Thoughts on Sukkot

Etrog, silver etrog box and lulav, used on the Jewish holiday of Sukkot (Photo: Gilabrand/Wikimedia Commons)

Last year, Rabbi Joshua, of Ahavat Zion Synagogue in California, wrote on his blog,

By dwelling in sukkot every year, we are faced with the reality of our human frailty and immortality. Just like the sukkah, our earthly bodies are but temporary dwelling places. When forced to dwell in a sukkah during the festival days, we find ourselves exposed to the elements, eating our meals without certain familiar comforts, and spending time in a shelter that at any moment could be brought down by weather.

This fragile reality was brought home last year as our sukkah fell to strong winds about an hour after I finished building it. A Google search later that evening showed that due to weather conditions around the world, numerous communities suffered wind and rain damage during Sukkot. This year, so far, the weather has been cooperating but the fragility of life is still ever before us. Sunday evening over fifty people were killed and more than five hundred wounded at an open air, country music concert in Las Vegas in a shooting attack. Earlier on Sunday, two women were brutally stabbed to death in a train station in Marseille. Last week, three young men, a border policeman and two civilian security guards were gunned down while foiling terrorist attack outside the community of Har Adar, in the Jerusalem hills. The reality is that we have no assurance of life, limb, or property in this life. While we can do our best to protect and care for ourselves, ultimately, we, like Israel in the wilderness, are totally dependent upon Hashem for everything. The psalmist writes, “what is man that you are mindful of him, and the son of man that you care for him?” (Psalm 8.4) To balance that question, we have read Psalms 27 daily since the beginning of Elul and will continue until Simchat Torah. While the entire Psalm is phenomenal, the beginning and ending verses carry particular importance

The LORD is my light and my salvation; whom shall I fear? The LORD is the stronghold of my life; of whom shall I be afraid? … I believe that I shall look upon the goodness of the LORD in the land of the living! Wait for the LORD; be strong, and let your heart take courage; wait for the LORD! (Psalm 27. 1 & 13-14)

The psalmist’s paradox, on one hand, what is man in comparison to the greatness and majesty of the Creator of the Universe – on the other hand, is his sole trust is in the character and grace of the very same LORD.

Recently, a question was posted on Facebook, “where is G-d, when innocent suffer?” Not a new question, simple people, theologians and philosophers have been dealing with this for ages. Logical, rational thought demands answers, “how can a good G-d allow such horrendous things that we see and at times experience daily.” Sadly, the Scriptures do not always answer to our rational, logical demands. There are times when “In some areas of life, leaving a question unanswered is the appropriate response.”[i] One of my favorite passages from the Torah is found in Deuteronomy,

The secret things belong to the LORD our God, but the things that are revealed belong to us and to our children forever, that we may do all the words of this law. (29.28, 29 in English).

This does not mean we should not seek answers to perceived dilemmas or to seek solutions to obvious paradoxes.
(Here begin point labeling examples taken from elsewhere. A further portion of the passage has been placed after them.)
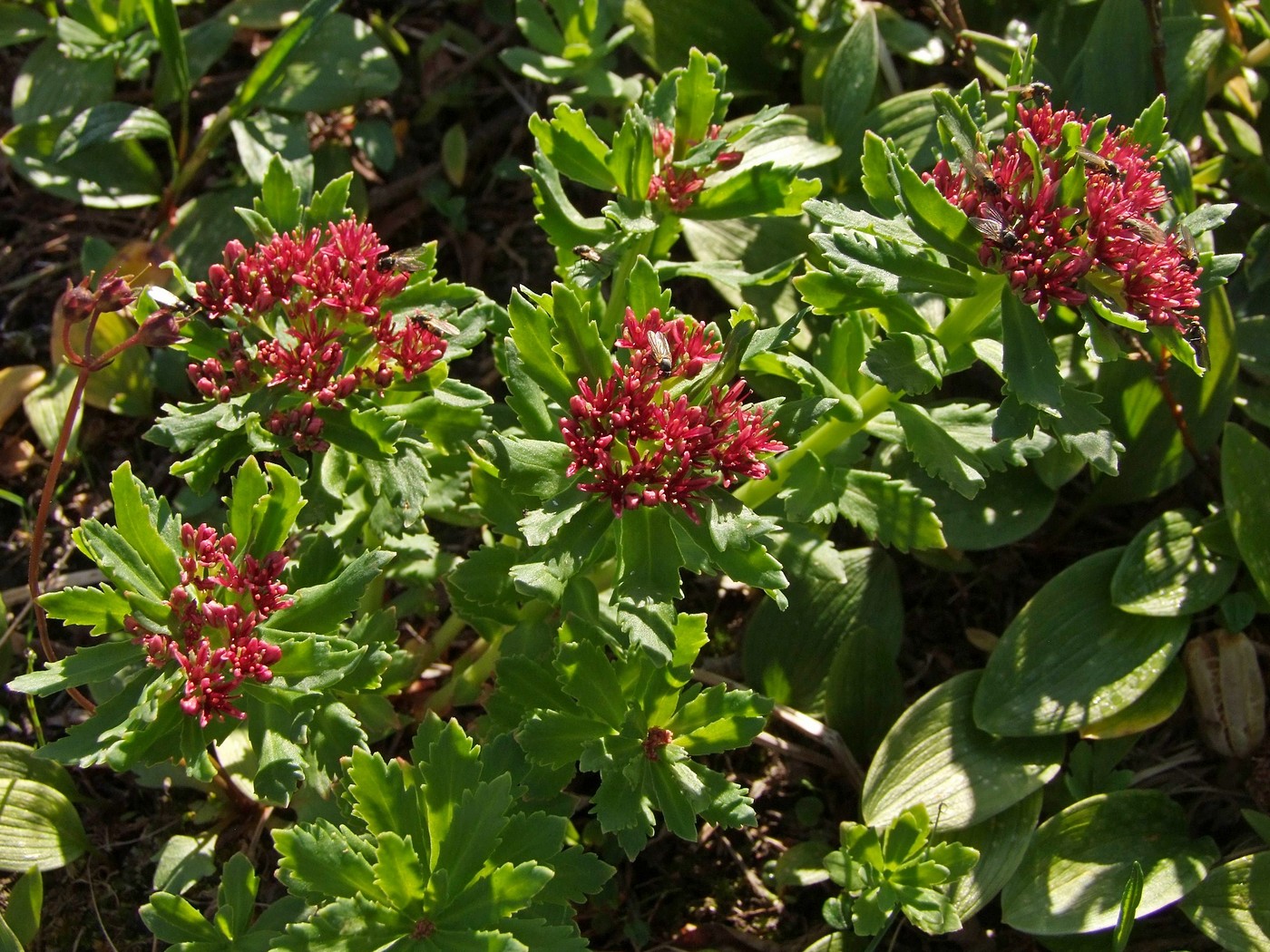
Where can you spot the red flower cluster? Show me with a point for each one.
(644, 446)
(679, 186)
(216, 608)
(327, 287)
(1058, 253)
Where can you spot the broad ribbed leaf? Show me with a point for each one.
(935, 755)
(1228, 909)
(38, 827)
(1001, 840)
(1167, 570)
(1070, 657)
(1073, 873)
(1245, 488)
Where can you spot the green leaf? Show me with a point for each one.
(1070, 657)
(320, 608)
(892, 511)
(1072, 878)
(695, 99)
(848, 83)
(86, 665)
(1031, 364)
(1129, 901)
(936, 755)
(759, 189)
(942, 224)
(1167, 570)
(148, 524)
(103, 608)
(1151, 710)
(25, 904)
(181, 862)
(165, 25)
(171, 919)
(879, 266)
(666, 31)
(38, 827)
(939, 452)
(281, 202)
(835, 597)
(1227, 907)
(1245, 488)
(1001, 840)
(320, 860)
(573, 148)
(110, 122)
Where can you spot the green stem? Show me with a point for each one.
(955, 332)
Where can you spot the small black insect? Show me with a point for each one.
(412, 259)
(434, 317)
(994, 228)
(1031, 91)
(660, 348)
(1099, 162)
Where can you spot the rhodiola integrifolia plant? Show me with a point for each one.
(637, 443)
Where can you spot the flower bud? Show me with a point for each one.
(78, 302)
(161, 329)
(113, 294)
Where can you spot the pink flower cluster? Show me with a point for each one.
(1058, 253)
(643, 446)
(216, 609)
(327, 287)
(679, 186)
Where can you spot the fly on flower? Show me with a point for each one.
(660, 348)
(1099, 162)
(412, 259)
(1187, 248)
(434, 317)
(994, 228)
(1147, 230)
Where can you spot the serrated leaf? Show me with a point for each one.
(939, 453)
(110, 122)
(1073, 873)
(936, 755)
(893, 511)
(1031, 365)
(1070, 657)
(573, 148)
(1001, 840)
(320, 860)
(907, 364)
(320, 608)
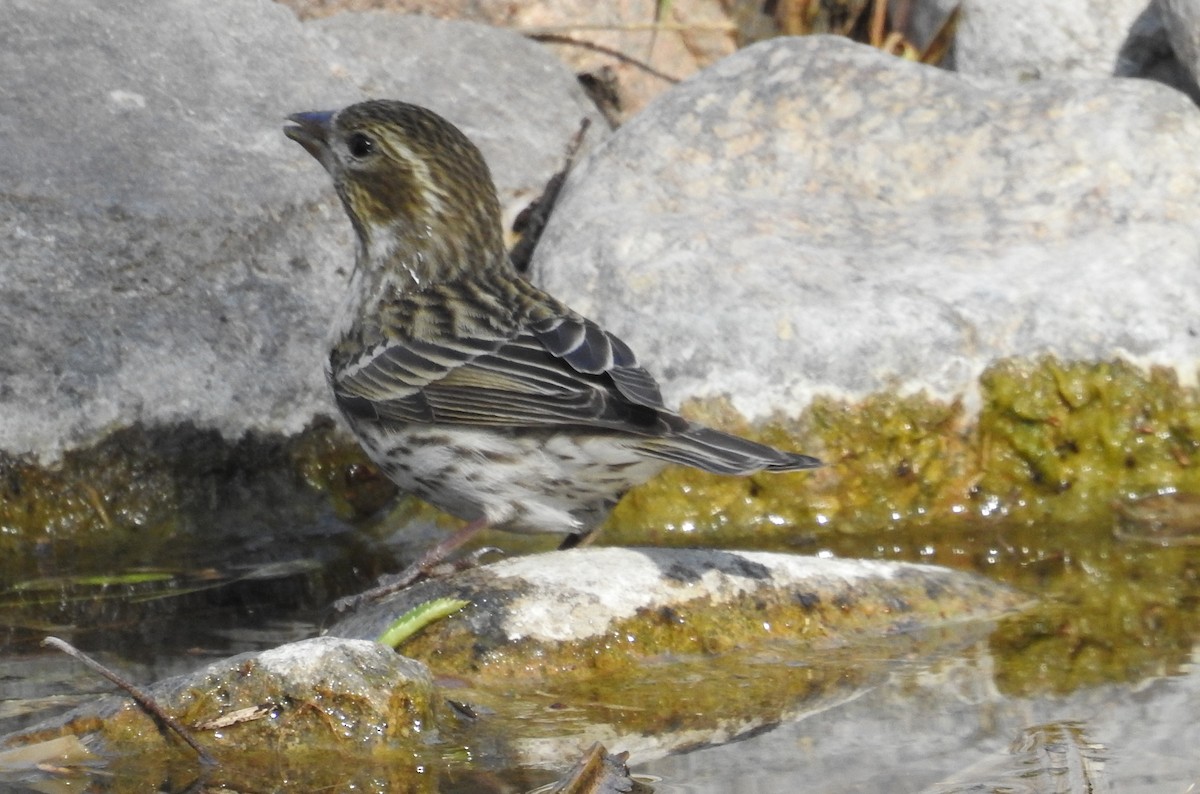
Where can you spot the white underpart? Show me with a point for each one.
(541, 485)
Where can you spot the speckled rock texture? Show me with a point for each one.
(1029, 40)
(811, 216)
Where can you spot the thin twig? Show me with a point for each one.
(555, 38)
(532, 221)
(144, 701)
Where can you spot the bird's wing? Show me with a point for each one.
(562, 370)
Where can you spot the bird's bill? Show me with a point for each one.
(311, 131)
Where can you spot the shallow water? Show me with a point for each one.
(1093, 689)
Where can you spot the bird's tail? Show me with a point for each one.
(719, 452)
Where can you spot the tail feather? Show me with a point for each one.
(709, 450)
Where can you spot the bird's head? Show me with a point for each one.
(417, 190)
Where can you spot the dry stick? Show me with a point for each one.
(533, 220)
(556, 38)
(144, 701)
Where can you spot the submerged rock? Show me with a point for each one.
(567, 614)
(291, 708)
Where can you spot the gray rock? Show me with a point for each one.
(1181, 22)
(166, 254)
(810, 216)
(1035, 40)
(1147, 53)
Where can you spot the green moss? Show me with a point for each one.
(1051, 441)
(162, 497)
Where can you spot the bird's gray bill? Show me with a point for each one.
(310, 130)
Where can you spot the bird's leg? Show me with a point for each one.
(418, 570)
(577, 540)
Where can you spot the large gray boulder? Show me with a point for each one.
(811, 216)
(166, 254)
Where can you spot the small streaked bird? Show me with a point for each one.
(466, 384)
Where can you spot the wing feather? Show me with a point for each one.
(561, 370)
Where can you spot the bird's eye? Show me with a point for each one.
(360, 145)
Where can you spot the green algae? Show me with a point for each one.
(154, 497)
(1025, 491)
(1053, 443)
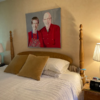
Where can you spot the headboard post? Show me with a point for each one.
(11, 46)
(81, 51)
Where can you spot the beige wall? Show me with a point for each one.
(73, 13)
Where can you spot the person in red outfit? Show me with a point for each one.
(34, 36)
(50, 33)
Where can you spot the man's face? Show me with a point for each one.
(34, 24)
(47, 20)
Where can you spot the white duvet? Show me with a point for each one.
(13, 87)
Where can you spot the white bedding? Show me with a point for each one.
(13, 87)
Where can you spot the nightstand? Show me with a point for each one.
(2, 64)
(90, 94)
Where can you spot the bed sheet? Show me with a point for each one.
(66, 87)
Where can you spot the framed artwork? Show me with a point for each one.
(43, 29)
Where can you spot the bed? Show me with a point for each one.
(67, 86)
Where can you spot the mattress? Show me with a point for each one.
(67, 87)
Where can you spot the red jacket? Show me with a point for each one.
(31, 36)
(51, 38)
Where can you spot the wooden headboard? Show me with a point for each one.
(52, 54)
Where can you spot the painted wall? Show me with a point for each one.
(73, 13)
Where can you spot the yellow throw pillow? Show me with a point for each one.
(33, 67)
(16, 64)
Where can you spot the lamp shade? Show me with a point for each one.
(96, 55)
(1, 48)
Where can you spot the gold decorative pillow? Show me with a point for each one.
(16, 64)
(33, 67)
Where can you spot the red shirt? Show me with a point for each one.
(35, 40)
(52, 37)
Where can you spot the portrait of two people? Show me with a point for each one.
(46, 37)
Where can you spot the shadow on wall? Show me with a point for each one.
(70, 36)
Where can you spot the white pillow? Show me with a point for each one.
(51, 73)
(56, 65)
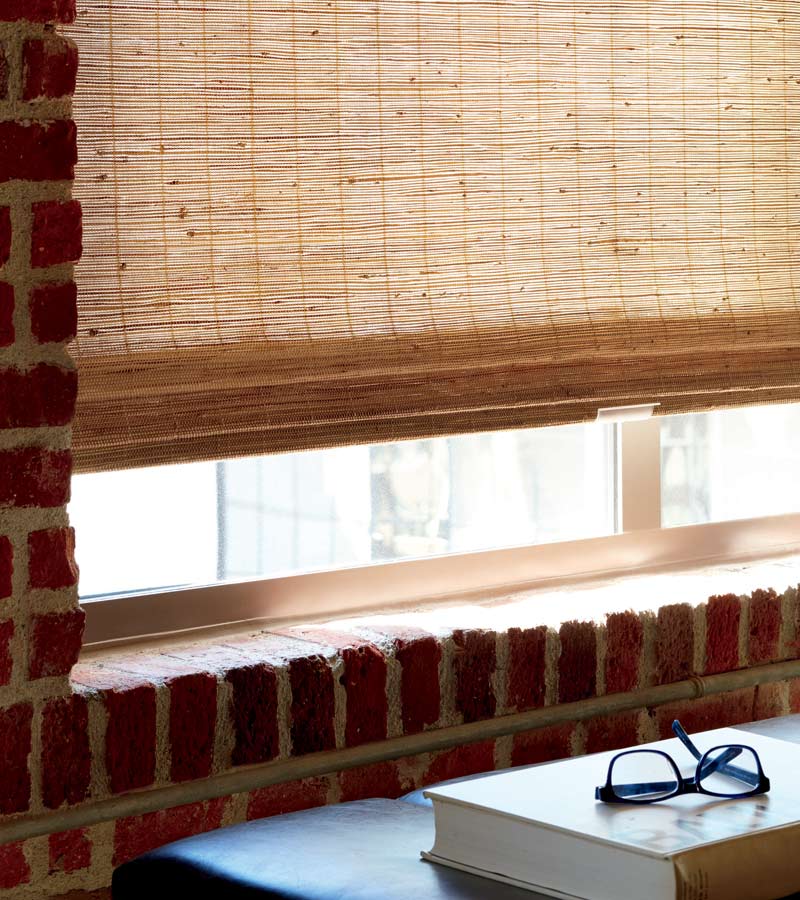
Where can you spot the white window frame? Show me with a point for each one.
(640, 546)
What is does mean is that we can and should trust Hashem to have things under His provincial care, even if we do not understand, thus walking out the admonition of the writer of the Letter to the Hebrews, “Now faith is the assurance of things hoped for, the conviction of things not seen” (11.1), which also brings us back to the psalmist, as he proclaims

Why are you cast down, O my soul, and why are you in turmoil within me? Hope in God; for I shall again praise him, my salvation and my God. (42.12, 11 in English)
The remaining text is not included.